If necessary, an employer should initiate the interactive process upon receiving a request for reasonable accommodation from an employee on leave for a disability who wants to return to work (or after receiving a doctor's note outlining work restrictions). Some issues that may need to be explored include:

  • the specific accommodation(s) an employee requires;

  • the reason an accommodation or work restriction is needed (that is, the limitations that prevent an employee from returning to work without reasonable accommodation);

  • the length of time an employee will need the reasonable accommodation;

  • possible alternative accommodations that might effectively meet the employee's disability-related needs; and

  • whether any of the accommodations would cause an undue hardship.

Reassignment

In some situations, the requested reasonable accommodation will be reassignment to a new job because the disability prevents the employee from performing one or more essential functions of the current job, even with a reasonable accommodation, or because any accommodation in the current job would result in undue hardship.

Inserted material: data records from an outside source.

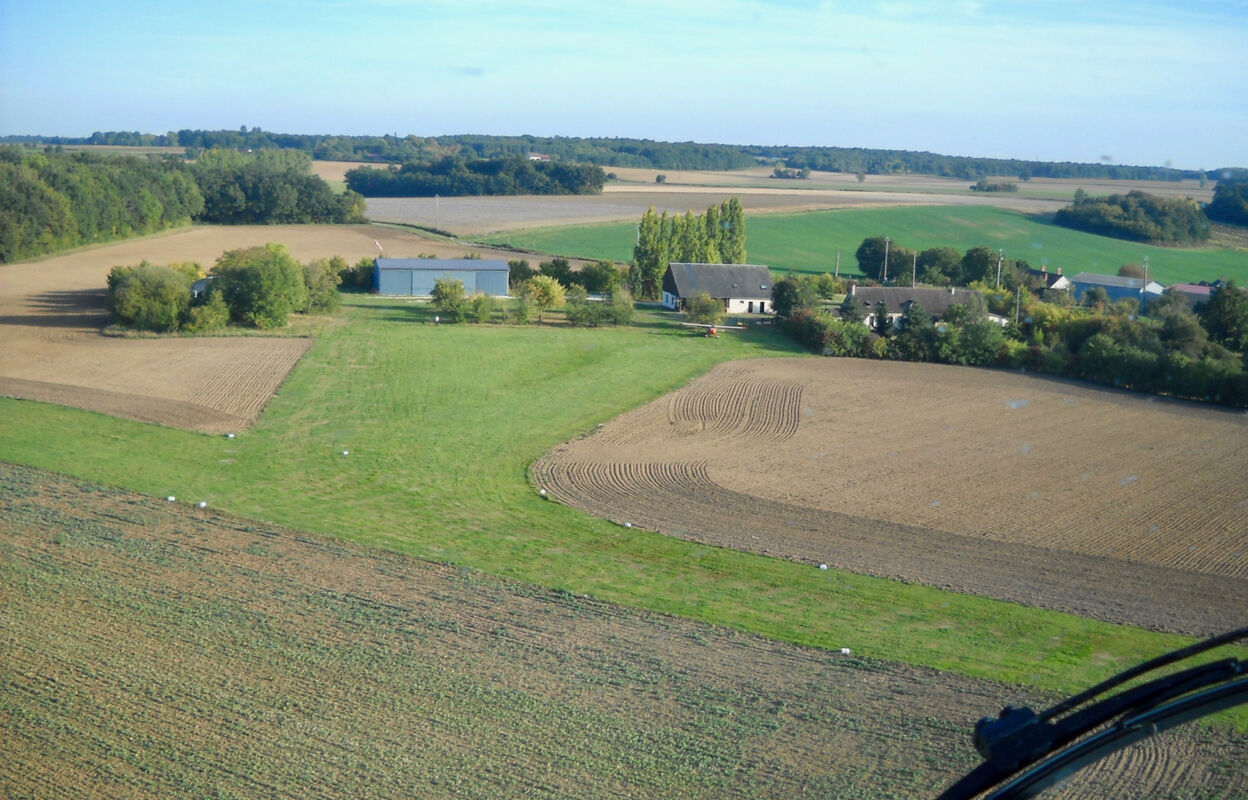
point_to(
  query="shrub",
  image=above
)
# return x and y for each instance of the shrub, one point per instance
(358, 277)
(211, 315)
(261, 285)
(322, 278)
(481, 307)
(149, 297)
(449, 298)
(620, 306)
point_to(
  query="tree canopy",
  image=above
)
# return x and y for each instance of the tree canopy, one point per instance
(453, 176)
(1137, 216)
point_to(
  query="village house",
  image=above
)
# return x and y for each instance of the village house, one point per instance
(1116, 287)
(741, 287)
(897, 300)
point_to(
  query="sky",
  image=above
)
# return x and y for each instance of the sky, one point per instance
(1143, 81)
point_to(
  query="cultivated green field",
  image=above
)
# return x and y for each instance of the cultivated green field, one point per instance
(808, 242)
(441, 423)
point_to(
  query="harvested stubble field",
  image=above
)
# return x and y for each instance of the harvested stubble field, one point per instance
(196, 654)
(1107, 504)
(53, 310)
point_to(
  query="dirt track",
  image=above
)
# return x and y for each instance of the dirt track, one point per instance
(1047, 493)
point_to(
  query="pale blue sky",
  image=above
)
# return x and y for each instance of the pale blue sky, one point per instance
(1140, 81)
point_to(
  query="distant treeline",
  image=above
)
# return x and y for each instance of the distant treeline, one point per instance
(628, 152)
(1137, 216)
(53, 201)
(1229, 201)
(453, 176)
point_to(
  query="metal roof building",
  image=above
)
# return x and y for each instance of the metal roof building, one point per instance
(416, 276)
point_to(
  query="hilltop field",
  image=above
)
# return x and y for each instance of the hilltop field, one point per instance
(376, 599)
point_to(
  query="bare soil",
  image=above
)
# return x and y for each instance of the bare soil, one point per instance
(53, 311)
(1113, 506)
(152, 649)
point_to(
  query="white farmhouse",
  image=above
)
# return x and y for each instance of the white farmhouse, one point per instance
(741, 287)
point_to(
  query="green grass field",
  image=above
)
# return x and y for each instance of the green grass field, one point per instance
(808, 242)
(441, 423)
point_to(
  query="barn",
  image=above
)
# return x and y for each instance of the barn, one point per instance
(741, 287)
(416, 276)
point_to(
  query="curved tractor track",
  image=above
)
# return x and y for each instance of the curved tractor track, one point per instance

The Commission takes the position that if reassignment is required, an employer must place the employee in a vacant position for which he is qualified, without requiring the employee to compete with other applicants for open positions.[8] Reassignment does not include promotion, and generally an employer does not have to place someone in a vacant position as a reasonable accommodation when another employee is entitled to the position under a uniformly-applied seniority system.[9]

Example 16: A medical assistant in a hospital required leave as a reasonable accommodation for her disability. Her doctor clears her to return to work but requires that she permanently use a cane when standing and walking. The employee realizes that she cannot perform significant parts of her job while using a cane and requests a reassignment to a vacant position for which she is qualified. The hospital violates the ADA if it fires the employee rather than reassigning her to a vacant position for which she is qualified and in which she could perform the essential functions while using a cane.

[8] See Question 29 in EEOC's Revised Enforcement Guidance: Reasonable Accommodation and Undue Hardship Under the Americans with Disabilities Act, www.eeoc.gov/policy/docs/accommodation.html.

[9] For more information on the requirements and limitations of reassignment, see EEOC's Revised Enforcement Guidance: Reasonable Accommodation and Undue Hardship Under the Americans with Disabilities Act,www.eeoc.gov/policy/docs/accommodation.html.